We departed the next morning for Budapest without returning to the city center for another attempt at sightseeing.  I felt tremendously unsettled by the stopover because I held Munich with such great fondness from my one and only earlier visit as a child, and the previous 24 hours had been a disappointment to say the least.  I guess when you’re eight, the life-sized glockenspiel figurines are all you need to engender a sense of
wonder about a city.

Conclusion:  Munich has a lot to offer, but you should visit Munich in the off-season if you want to avoid the crowds, and if you take a city bus tour, don’t go with the Gray Line hop-on, hop-off outfit.  You’re better off with a good guidebook, map, and a multi-day pass for Munich’s excellent public transportation.

Travel Notes

Because we planned to stay in Munich just one day and night with an early second day departure,  we chose a hotel close to the main train station rather than the “old city” center.  Hotels are also  much cheaper near the station than in the Alstadt, or old city.  For those who want to remain near the train station, I can recommend where we stayed, Best Western-Cristal, 1 ½ blocks from the station.  The neighborhood has zero ambience and amenities but seemed safe enough.

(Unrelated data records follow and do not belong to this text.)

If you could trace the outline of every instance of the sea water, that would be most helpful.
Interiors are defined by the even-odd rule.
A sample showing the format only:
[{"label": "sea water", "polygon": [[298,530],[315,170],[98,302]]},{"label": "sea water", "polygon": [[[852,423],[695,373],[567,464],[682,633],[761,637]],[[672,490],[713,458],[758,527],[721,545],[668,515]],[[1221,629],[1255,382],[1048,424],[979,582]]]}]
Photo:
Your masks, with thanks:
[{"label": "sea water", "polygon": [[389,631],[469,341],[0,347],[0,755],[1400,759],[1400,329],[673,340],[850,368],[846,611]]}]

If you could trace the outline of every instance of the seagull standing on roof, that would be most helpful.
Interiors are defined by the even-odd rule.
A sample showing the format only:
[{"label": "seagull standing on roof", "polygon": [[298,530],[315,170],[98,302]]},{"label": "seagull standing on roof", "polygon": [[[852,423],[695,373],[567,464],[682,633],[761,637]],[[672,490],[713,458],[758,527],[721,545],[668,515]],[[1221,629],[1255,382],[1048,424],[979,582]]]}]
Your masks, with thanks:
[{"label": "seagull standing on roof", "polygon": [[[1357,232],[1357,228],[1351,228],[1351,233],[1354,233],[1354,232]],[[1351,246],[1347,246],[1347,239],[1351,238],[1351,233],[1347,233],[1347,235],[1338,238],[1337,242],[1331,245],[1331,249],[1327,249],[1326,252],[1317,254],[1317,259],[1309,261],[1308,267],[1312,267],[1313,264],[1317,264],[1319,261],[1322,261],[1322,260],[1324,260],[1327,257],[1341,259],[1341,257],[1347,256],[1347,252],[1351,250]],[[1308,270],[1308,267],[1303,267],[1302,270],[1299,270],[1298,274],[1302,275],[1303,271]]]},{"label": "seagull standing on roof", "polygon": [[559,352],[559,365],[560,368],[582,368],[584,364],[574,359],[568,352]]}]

As it turned out, the only two true restaurants – not counting kebab take-out counters and dubious Asian “cuisine” all-you-can-eat buffets – were (surprisingly) in our hotel and the Courtyard Marriott across the street.  We chose the latter restaurant for its outside garden and Mediterranean menu, not realizing it was part of the hotel, and had an absolutely delightful, well-prepared meal.  Of course, there is no shortage of good restaurants and cafés in the center of Munich as well.

Munich has an excellent public transportation system and it’s easy to use.  Remember that if you hold a Eurail Pass, that will serve as a “ticket” on the S-Bahn trains (not to be confused with U-Bahn trains) as the Deutsche Bahn national train system owns the S-Bahn as well.  There are also single and multiple day passes one can purchase to use on all forms of public transport.